踏み込んだなら、最後。
「残念ながら僕はそんな気分じゃないです」
「あら、ベッドにおいでと言っただけよ。なにを想像したの?あたしはあなたとそんなことするつもりじゃないって、最初にも言ったはずだけれど?」
「…教えろよ。ワカツキはどこにいる」
僕だってできないよ、あんたとなんか。
それに好きな女とキスしてきた直後だなんて、なおさら最悪だ。
思い出すだけでゾクゾクと込み上げてくる。
あんなにも止まらないものなのかと、驚いた。
「やーね、その反抗的な態度。

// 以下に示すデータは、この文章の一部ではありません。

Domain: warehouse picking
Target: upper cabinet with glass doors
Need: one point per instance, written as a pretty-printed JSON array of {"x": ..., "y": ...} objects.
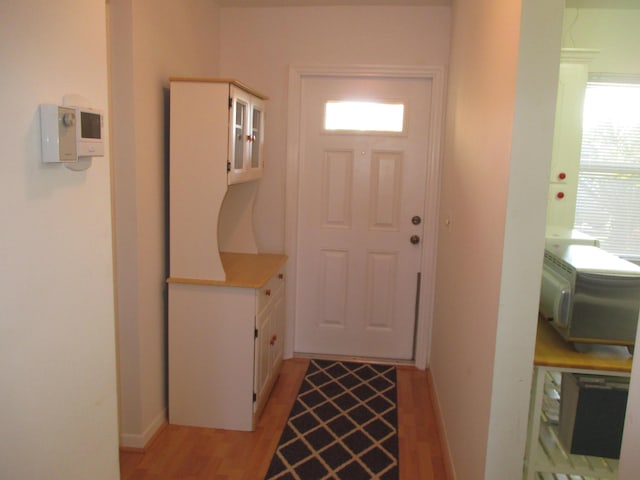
[{"x": 246, "y": 135}]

“僕はあなたのもの”とまで言っておいて、笑えるわ」
ここまで来て唯一掴めた情報は、“ワカツキ”というたったひとつの名前だけ。
そいつがこの街のどこかにいる。
4歳だった娘を「もう育てられない」という勝手な理由で捨てた最低な父親が、この街のどこかにいるのは確かだ。
「教えて欲しいなら私に従いなさい。それが嫌なら……出ていってくれる?」
なにも感じない膝の上、あたまを預けるように仰向け。
見下ろしてくる瞳がこの街の孤独を表していた。
しなやかな手からは、鬱陶しいほどタバコと香水の匂いがする。